Interactive knot light and sound object
LED rope light, modified bells, motors, acrylic box, circuit board, RGB color sensor, electronics
aprx. 10" x 10" x 10"
kn. 2.0 is the second iteration of kn., *new and improved*. The main differences are under the hood:
- Circuit board has been upgraded to M4, to allow for more memory to run lighting effects that were not possible on the previous prototyping board.
- I took advantage of the possibility to use Adafruit animations for LED rope light and created a different one for each of the colors. As the wavelength frequency increases from red to purple so does the speed of the lighting effect.

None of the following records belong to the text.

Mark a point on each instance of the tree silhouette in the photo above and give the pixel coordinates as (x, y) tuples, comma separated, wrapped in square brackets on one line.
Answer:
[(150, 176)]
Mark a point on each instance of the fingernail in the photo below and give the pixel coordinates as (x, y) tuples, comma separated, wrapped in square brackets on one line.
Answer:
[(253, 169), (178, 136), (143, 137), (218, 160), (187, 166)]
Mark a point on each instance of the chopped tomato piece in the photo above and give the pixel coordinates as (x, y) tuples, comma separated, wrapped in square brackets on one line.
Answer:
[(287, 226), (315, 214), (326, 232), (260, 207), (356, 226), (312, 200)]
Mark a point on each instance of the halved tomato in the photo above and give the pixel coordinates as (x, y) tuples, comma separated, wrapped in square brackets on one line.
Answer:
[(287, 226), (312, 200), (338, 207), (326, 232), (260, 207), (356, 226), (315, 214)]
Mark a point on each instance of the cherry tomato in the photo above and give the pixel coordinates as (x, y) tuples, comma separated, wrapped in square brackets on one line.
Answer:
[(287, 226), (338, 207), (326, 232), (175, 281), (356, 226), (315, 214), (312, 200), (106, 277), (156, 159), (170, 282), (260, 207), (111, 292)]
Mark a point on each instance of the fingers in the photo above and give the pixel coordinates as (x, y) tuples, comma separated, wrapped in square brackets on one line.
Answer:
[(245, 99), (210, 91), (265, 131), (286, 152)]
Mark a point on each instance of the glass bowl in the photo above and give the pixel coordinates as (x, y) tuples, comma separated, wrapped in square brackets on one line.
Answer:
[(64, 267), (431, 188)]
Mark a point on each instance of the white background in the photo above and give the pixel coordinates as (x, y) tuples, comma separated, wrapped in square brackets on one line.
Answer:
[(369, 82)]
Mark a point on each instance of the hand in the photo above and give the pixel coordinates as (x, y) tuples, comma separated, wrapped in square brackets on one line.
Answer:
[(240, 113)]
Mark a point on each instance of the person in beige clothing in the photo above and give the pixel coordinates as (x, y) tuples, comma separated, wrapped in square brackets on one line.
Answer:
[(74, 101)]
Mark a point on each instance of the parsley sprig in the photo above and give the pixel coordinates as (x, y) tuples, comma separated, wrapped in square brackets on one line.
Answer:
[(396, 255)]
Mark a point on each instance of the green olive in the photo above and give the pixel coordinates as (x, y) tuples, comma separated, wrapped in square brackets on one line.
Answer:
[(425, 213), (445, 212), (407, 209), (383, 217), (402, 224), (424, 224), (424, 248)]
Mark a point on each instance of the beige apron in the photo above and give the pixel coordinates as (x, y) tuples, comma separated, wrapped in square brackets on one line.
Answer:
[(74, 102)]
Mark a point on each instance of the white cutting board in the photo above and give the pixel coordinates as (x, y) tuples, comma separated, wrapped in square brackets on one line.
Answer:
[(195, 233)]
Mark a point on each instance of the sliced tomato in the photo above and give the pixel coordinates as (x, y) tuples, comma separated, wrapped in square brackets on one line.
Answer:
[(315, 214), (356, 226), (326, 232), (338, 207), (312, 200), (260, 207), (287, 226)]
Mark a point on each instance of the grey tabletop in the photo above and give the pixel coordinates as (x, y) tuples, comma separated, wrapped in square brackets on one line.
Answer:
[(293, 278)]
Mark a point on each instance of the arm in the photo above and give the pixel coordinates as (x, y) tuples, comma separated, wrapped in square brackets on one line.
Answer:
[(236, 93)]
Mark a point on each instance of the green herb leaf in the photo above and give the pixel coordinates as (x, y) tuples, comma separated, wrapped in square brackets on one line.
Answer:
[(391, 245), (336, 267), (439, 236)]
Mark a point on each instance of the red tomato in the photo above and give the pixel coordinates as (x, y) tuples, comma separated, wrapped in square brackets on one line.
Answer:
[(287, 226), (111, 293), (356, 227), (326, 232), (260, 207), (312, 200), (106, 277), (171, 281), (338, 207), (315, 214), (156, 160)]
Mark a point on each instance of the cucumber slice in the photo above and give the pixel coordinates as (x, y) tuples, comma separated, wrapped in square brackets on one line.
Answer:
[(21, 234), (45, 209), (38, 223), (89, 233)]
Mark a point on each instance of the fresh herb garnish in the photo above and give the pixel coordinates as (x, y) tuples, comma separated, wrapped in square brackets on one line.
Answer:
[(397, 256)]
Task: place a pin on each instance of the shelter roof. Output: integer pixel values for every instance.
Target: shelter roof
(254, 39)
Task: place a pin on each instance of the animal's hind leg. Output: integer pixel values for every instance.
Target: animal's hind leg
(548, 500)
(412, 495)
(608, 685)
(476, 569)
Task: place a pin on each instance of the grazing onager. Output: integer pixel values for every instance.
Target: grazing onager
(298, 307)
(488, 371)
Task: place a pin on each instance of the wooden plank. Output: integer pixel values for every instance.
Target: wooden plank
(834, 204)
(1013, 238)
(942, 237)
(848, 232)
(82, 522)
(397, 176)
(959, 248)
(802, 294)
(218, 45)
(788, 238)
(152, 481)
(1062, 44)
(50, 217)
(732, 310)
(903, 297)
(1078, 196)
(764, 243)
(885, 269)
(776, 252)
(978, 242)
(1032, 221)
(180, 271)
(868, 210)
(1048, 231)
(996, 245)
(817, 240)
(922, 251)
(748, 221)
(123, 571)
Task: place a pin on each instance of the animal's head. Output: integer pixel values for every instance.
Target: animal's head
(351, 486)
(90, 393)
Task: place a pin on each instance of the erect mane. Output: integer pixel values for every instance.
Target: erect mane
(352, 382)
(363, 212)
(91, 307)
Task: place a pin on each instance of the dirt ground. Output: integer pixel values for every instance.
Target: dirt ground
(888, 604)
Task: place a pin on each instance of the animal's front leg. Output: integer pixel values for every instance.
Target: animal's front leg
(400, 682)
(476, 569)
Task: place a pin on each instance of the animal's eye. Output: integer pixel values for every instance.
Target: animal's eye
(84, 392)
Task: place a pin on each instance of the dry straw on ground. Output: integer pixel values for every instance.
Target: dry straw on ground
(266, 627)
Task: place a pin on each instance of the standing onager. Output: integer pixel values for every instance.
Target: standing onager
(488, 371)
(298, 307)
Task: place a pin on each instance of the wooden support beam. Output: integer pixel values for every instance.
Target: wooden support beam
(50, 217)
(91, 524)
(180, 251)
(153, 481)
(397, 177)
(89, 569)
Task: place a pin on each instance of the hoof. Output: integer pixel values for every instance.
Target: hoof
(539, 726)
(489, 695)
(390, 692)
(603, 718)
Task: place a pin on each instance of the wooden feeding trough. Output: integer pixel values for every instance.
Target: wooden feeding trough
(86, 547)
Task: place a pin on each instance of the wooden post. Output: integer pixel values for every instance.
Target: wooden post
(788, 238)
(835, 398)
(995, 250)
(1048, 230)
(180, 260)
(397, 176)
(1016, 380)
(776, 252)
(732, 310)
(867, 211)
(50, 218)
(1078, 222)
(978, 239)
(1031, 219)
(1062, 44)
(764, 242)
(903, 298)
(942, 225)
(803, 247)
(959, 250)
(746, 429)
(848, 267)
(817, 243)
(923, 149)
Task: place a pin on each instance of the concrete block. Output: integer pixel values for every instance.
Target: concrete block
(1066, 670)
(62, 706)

- Now after a color is detected instead of just displaying a solid color, an animation in that color stays on.
- Added a rainbow comet to be the default light animation before the color is sensed, after the initial intro sequence.
- The most important improvement over the original prototype was the color sensor code. The original kn. used RGB values and was only successful in detecting the primary colors. Switch to HSL system (Hue, Saturation, Lightness) was a game-changer. RGB values of the color sensor were transcoded to the HSL values and that allowed for a much more reliable recognition of color. kn. 2.0 makes a lot less mistakes and does not confuse colors of a different spectrum like the original prototype did.
- Tolerance introduction to improve color detection, specifically not to detect color when none is presented, such as 'phantom' color detection from the ambient lighting conditions. Set s > .6 and sensor.gain = 16 and it really improved performance.
- 3D-printed triangle support pillars for the second level of acrylic box placed in 4 corners for stability.
Ongoing issues and future development:
- HSL color sensor code is much more stable and reliable. However, the color sensing in general appears to be a complicated technology, with light itself affecting the color sensing. Color temperature of the light can trigger the sensor to detect a color, warm light or low light triggers yellow or orange, while day light bulbs make it sense blues. The code's tolerances need to be adjusted depending on the lighting in the location of kn. for it to sense the colors reliably. The remaining issue is that even in the same location, changes in light, such as day/ night can make kn.'s color detection problematic.
- Expand code to include black and white as detectable colors, which is very complicated in HSL, but could be used to introduce ‘wild card’ effects in addition to color modes.
- Research and fine-tune the HSL color range code for detection of specific colors and noise filter for the ambient light, possibly introducing new ways to filter out unwanted interferences.